Former FEMA head Witt holds Capitol Hill meeting on D Block
Former Federal Emergency Management Agency Director James Witt held a Capitol Hill briefing yesterday in which he supported Congress’ plan to auction 700 MHz D Block instead of reallocating it toward the nationwide broadband network for first responders. Witt spoke on behalf of Connect Public Safety Now, a coalition that includes two of the largest public-safety organizations — the Fraternal Order of Police and the International Association of Firefighters.
“When I was director of FEMA, the absence of interoperable public-safety networks hampered first responders’ work at the sites of such tragedies as the bombing of the Oklahoma City Federal Building, as well as the shootings at Columbine High School in Colorado,” he said during the meeting. “The problem has not been technology. Instead it’s a problem of political will and unfortunate and unproductive turf battles. Now, we all agree that the nation’s first responders need and deserve a best-of-class, advanced wireless broadband network. For the first time, we have a way forward and we would be wise to take it.”
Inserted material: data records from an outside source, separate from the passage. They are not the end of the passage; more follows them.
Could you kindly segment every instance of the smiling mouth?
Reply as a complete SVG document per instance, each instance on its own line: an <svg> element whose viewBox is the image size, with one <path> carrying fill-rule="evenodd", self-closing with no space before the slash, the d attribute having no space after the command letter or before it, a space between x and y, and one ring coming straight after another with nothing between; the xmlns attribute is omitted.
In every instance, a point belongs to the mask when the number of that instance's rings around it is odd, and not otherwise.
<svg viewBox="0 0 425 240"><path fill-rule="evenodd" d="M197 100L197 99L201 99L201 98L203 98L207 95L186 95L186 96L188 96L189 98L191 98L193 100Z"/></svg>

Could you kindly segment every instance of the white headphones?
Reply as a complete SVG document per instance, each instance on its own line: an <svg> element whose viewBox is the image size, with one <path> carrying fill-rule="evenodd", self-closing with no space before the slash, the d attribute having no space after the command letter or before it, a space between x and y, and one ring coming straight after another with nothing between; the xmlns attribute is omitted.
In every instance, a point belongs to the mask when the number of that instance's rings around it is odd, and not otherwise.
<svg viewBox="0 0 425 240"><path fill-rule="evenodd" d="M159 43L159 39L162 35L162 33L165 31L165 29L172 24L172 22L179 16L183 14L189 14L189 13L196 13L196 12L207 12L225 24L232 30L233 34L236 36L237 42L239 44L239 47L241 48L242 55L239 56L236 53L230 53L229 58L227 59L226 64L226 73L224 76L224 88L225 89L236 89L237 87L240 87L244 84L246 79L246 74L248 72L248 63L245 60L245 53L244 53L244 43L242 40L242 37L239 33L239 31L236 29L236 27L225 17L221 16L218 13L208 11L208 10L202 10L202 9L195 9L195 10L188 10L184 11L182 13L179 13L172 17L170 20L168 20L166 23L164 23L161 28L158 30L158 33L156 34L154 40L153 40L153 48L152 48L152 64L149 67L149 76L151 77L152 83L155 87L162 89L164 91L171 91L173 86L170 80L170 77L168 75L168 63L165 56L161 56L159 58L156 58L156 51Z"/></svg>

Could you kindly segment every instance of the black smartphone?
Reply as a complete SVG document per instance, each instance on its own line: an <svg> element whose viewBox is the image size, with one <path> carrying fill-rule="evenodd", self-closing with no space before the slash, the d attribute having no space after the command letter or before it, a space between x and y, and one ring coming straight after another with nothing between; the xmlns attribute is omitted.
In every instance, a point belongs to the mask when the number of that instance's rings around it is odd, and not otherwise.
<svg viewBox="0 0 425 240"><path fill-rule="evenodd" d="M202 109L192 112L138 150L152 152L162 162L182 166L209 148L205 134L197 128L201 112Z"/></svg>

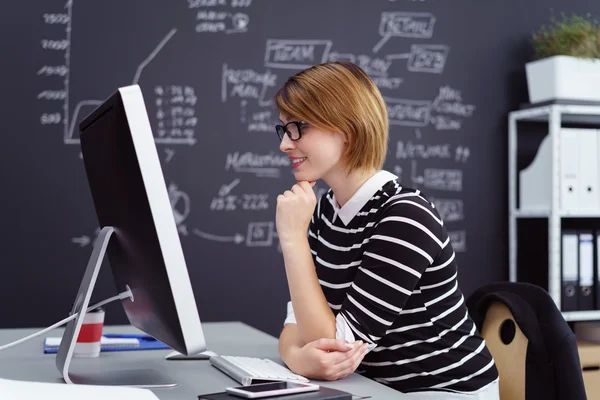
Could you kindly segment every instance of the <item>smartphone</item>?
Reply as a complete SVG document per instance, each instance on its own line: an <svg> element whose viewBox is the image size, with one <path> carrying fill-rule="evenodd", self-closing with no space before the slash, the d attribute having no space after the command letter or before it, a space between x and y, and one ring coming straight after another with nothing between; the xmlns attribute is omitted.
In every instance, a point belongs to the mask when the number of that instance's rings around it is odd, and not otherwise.
<svg viewBox="0 0 600 400"><path fill-rule="evenodd" d="M260 399L270 396L283 396L286 394L313 392L319 390L319 385L312 383L298 383L287 381L274 381L256 385L229 387L225 391L235 396L248 399Z"/></svg>

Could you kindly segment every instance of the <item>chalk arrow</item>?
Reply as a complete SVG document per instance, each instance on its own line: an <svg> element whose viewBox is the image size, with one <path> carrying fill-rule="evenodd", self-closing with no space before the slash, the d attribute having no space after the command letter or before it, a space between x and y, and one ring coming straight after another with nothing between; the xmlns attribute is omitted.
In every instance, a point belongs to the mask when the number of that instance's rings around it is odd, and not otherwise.
<svg viewBox="0 0 600 400"><path fill-rule="evenodd" d="M90 244L89 236L83 235L80 237L71 238L71 242L78 244L81 247L85 247Z"/></svg>
<svg viewBox="0 0 600 400"><path fill-rule="evenodd" d="M211 233L202 232L199 229L194 229L194 234L200 236L202 239L212 240L215 242L234 242L235 244L240 244L246 240L246 238L239 233L236 233L233 236L217 236Z"/></svg>

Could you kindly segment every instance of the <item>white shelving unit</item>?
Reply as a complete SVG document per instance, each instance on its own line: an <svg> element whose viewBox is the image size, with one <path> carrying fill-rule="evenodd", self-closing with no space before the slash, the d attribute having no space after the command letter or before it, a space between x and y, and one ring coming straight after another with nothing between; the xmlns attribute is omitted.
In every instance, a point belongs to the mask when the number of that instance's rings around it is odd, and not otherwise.
<svg viewBox="0 0 600 400"><path fill-rule="evenodd" d="M551 192L548 210L523 210L517 208L517 122L548 122L552 141ZM509 165L509 280L517 281L517 219L548 219L548 293L561 309L561 220L562 218L600 218L598 213L572 213L560 209L560 140L563 123L576 123L600 127L600 106L550 104L509 113L508 165ZM600 310L563 311L567 321L600 320Z"/></svg>

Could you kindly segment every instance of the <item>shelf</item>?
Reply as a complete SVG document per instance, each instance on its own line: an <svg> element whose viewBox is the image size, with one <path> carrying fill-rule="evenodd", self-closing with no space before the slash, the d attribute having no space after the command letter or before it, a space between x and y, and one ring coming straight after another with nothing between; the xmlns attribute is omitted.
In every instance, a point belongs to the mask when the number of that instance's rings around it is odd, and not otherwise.
<svg viewBox="0 0 600 400"><path fill-rule="evenodd" d="M515 218L548 218L550 213L548 211L521 211L517 210L514 212Z"/></svg>
<svg viewBox="0 0 600 400"><path fill-rule="evenodd" d="M549 210L516 210L515 218L550 218ZM600 211L559 211L558 216L561 218L600 218Z"/></svg>
<svg viewBox="0 0 600 400"><path fill-rule="evenodd" d="M590 310L590 311L563 311L563 318L567 322L571 321L590 321L590 320L600 320L600 310Z"/></svg>
<svg viewBox="0 0 600 400"><path fill-rule="evenodd" d="M527 134L530 127L525 127L524 124L520 125L520 121L534 121L542 122L547 124L547 140L542 142L544 147L544 158L545 162L542 166L543 170L548 168L548 173L556 174L552 177L550 182L544 182L541 185L543 191L537 193L535 198L540 198L533 203L523 203L524 208L519 208L519 171L517 170L518 164L518 149L519 149L519 136L520 134ZM558 140L561 130L566 127L567 124L581 125L577 128L595 128L600 127L600 102L586 102L586 101L552 101L537 104L528 104L521 107L519 110L511 111L508 115L508 172L509 172L509 281L517 282L517 276L519 271L519 261L525 262L525 253L518 253L519 239L518 231L530 232L533 234L536 229L546 229L547 232L539 237L539 243L531 243L532 248L538 246L547 247L543 249L544 259L547 259L547 278L539 277L540 280L547 279L547 291L550 297L559 305L561 300L561 231L571 226L582 227L585 225L587 228L591 225L597 225L595 219L600 219L600 208L577 210L575 212L562 210L561 209L561 198L560 188L556 185L559 184L559 173L560 164L556 167L552 166L553 162L560 162L561 157L561 141ZM567 125L568 126L568 125ZM526 129L521 129L526 128ZM539 128L539 129L538 129ZM545 126L536 127L531 131L538 135L540 129L545 129ZM523 130L523 132L520 132ZM544 140L546 140L544 139ZM540 148L541 146L540 145ZM539 149L538 154L539 155ZM536 155L536 157L537 157ZM548 165L546 165L548 164ZM539 166L538 166L539 169ZM537 184L534 180L534 184ZM548 185L554 185L548 188ZM527 186L528 188L530 186ZM547 192L546 192L547 191ZM547 194L546 194L547 193ZM533 209L532 206L538 206L538 209ZM597 206L600 207L600 206ZM527 223L523 222L523 219L530 218ZM544 221L543 219L546 219ZM547 224L546 224L547 222ZM587 229L586 228L586 229ZM583 228L582 228L583 229ZM528 237L520 239L521 242L526 243ZM543 244L547 241L547 246ZM547 251L546 251L547 250ZM523 268L524 266L521 266ZM532 272L532 271L529 271ZM525 277L527 274L524 274ZM542 286L544 282L542 282ZM563 311L562 315L566 321L600 321L600 310L590 311Z"/></svg>
<svg viewBox="0 0 600 400"><path fill-rule="evenodd" d="M548 104L511 111L517 121L548 122L552 111L560 114L562 123L600 125L600 105Z"/></svg>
Witt said public-spectrum auctions have been a successful enterprise, raising billions of dollars for the U.S. Treasury and unleashing innovation and investment in the wireless space. The plan for the D Block auction addresses this challenge for the next generation of public safety communications. However, he said the Public Safety Alliance’s approach, which has been on the table for the last decade, simply reallocates the D Block directly to public safety, leaving them without any of the tools or money to build the network.
“Giving the spectrum away would result in a loss of roughly $3 billion that would be generated from publicly auctioning it — money that would be used to support the construction and operation of the network,” Witt said during the meeting. “Without these funds, we’d have to get it from the Federal Treasury — which is already under towering debt — or from state and local government budgets that are already crippled.”
Witt added that the National Broadband Plan, supported by the 9/11 Commission, the FCC, many in Congress and by Connect Public Safety Now, leverages the unequivocal success of public auctions, making the D Block available for public auction to commercial carriers — the very companies already building advanced wireless broadband networks across the country.
Connect Public Safety Now, formerly the Coalition for 4G in America, includes approximately 648,000 current and former public safety officials as well as T-Mobile, Sprint, RCARural Telecommunications Group, Metro PCS, Triad Communication, Cellular South, Xanadoo and AccessSpectrum. It also includes consumer and public-interest groups, such as the Media Access Project and the New America Foundation.
It does not include the Big 7 public-safety organizations or carriers Verizon and AT&T, all of which are members of the Public Safety Alliance.